Lifelong Wells Broker Sues Firm for Age, Gender Discrimination
A broker in upstate New York sued Wells Fargo Advisors on Wednesday for age and gender discrimination related to her manager’s alleged failure to include her in account distributions.
Judith A. Bovitz, 69, complained in the lawsuit filed in U.S. District Court in the Southern District of New York that a former branch manager in Albany gave lucrative account names “almost exclusively” to younger, male employees when brokers left for other firms or retired.
Bovitz, who has spent her 34-year career at Wells and its Prudential Securities predecessor, manages around $100 million in client assets, according to the complaint.
“I’ve lost hundreds of thousands of dollars a year because other advisors were given accounts,” Bovitz said in a phone interview from her home. “I’m sick and tired of being passed over.”
The wealth management unit of Wells Fargo & Co. in 2011 agreed to pay $32 million to settle a gender bias class-action suit with about 3,000 women advisors.
“Wells Fargo Advisors takes these allegations seriously and the company is reviewing,” Wells Advisors spokeswoman Jackie Knolhoff wrote in an e-mail. “We have a process for redistribution of client accounts following a financial advisor’s departure known as FABR (Financial Advisor Book Reassignment) and Ms. Bovitz participated in that process.”

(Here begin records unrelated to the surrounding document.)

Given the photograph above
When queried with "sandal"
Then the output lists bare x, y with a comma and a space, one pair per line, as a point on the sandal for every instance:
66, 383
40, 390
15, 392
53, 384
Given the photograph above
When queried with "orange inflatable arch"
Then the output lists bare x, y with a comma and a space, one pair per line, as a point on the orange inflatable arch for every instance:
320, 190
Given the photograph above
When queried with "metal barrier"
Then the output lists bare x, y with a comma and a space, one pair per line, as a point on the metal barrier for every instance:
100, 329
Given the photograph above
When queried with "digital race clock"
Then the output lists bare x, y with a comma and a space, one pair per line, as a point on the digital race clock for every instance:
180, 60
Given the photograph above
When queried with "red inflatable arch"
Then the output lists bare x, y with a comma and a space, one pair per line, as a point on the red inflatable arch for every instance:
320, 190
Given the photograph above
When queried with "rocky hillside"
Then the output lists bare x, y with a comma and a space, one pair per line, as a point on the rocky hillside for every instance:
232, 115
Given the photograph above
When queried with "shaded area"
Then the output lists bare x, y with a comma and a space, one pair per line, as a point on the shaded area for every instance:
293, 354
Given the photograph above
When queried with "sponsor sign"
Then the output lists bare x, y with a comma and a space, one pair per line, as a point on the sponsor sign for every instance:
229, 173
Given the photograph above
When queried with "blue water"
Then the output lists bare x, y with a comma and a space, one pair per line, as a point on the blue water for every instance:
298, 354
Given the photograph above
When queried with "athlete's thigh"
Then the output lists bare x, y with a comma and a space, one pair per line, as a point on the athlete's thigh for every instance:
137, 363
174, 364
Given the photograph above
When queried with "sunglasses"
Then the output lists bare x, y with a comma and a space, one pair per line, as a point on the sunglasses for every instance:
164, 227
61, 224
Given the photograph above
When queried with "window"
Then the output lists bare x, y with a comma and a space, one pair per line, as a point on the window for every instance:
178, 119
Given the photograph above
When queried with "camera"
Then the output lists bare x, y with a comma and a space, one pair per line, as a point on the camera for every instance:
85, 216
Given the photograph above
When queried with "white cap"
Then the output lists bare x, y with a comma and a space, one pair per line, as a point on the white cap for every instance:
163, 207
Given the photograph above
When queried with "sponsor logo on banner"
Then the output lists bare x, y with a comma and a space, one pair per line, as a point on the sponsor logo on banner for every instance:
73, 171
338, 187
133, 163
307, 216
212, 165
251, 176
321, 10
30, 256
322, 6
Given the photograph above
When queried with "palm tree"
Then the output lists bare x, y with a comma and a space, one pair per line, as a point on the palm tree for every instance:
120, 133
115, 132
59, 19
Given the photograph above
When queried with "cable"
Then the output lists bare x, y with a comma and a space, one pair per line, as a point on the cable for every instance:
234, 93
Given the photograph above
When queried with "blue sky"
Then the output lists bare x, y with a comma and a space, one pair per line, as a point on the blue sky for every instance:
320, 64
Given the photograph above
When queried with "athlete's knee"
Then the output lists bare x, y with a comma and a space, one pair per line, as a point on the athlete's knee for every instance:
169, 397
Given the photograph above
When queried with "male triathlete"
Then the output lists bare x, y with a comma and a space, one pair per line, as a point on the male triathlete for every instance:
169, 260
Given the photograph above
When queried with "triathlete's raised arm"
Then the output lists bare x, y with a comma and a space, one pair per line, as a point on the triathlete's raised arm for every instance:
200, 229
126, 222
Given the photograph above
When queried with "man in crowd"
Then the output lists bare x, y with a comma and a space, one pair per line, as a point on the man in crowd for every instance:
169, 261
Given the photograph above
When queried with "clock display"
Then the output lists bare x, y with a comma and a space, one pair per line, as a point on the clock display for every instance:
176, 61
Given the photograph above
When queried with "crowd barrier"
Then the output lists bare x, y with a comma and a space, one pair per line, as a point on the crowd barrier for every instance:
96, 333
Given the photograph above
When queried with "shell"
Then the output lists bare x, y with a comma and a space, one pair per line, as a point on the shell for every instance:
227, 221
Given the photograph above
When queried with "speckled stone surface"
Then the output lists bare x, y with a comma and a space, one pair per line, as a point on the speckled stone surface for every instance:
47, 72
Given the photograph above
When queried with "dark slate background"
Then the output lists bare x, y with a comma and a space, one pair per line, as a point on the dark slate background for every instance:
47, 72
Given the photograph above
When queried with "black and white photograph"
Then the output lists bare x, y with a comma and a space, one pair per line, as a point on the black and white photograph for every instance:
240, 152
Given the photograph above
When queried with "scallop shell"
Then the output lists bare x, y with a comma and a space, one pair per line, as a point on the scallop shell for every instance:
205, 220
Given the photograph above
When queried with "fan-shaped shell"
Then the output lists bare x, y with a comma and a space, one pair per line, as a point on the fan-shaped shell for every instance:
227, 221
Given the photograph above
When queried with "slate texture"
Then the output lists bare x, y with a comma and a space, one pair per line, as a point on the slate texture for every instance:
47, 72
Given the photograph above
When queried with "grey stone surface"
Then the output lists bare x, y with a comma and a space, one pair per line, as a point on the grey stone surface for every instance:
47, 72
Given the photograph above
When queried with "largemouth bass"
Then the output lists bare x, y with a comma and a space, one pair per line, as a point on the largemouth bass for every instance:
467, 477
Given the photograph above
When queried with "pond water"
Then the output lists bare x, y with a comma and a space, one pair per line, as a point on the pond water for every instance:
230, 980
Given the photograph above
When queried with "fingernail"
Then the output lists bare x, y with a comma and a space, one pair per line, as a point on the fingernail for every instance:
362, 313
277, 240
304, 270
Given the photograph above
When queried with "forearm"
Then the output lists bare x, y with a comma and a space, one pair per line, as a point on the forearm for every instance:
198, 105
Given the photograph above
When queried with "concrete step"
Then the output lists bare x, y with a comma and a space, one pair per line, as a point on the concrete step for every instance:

Bovitz, whose BrokerCheck record indicates that Wells allows her to work from residences in South Carolina and New York, said she was transferred from the Albany branch in August to less desirable quarters in Saratoga Springs in retaliation for complaints she began making in 2014 to Wells’ human resources department. She said she was the only female advisor in the Albany branch.
Bovitz’ transfer followed escalation of her protests last February after she failed to receive leads on the accounts of two large brokers who left the firm, according to her complaint. She received the required permission to file the discrimination case from the U.S. Equal Employment Opportunity Commissions.
Linda Friedman, whose Chicago law firm negotiated the infamous “boom boom room” sex-discrimination settlement with Salomon Smith Barney 15 years ago, said that account distribution issues remain a problem on Wall Street, despite most firms having adopted more equitable lottery-like systems.
The systems are being subverted by pre-arranged account inheritances related to the formation of teams and of sun-setting account sales agreements, she said.
“The most common complaint we receive is that it’s cooked through teams, or pools or express provisions that allow assets to transfer [outside of] any objective system,” said Friedman.
Bovitz’ lawsuit names only one branch manager, Frank Dyer, but Bovitz believes that many managers excluded her from distributions on a consistent basis over her career, according to Robert Barravecchio, her Garden City, Long Island-based lawyer.
Dyer, who left Wells two years ago and is now a Merrill Lynch broker in Clifton Park, N.Y., said in a phone call that he was unaware of the filing and declined further comment. Dyer began his career as a broker in 1985, one year after Bovitz became a registered rep, according to their BrokerCheck records.
Bovitz said she has no plans to leave Wells.
“I plan on staying,” she said. “It’s just that they have to learn a lesson.”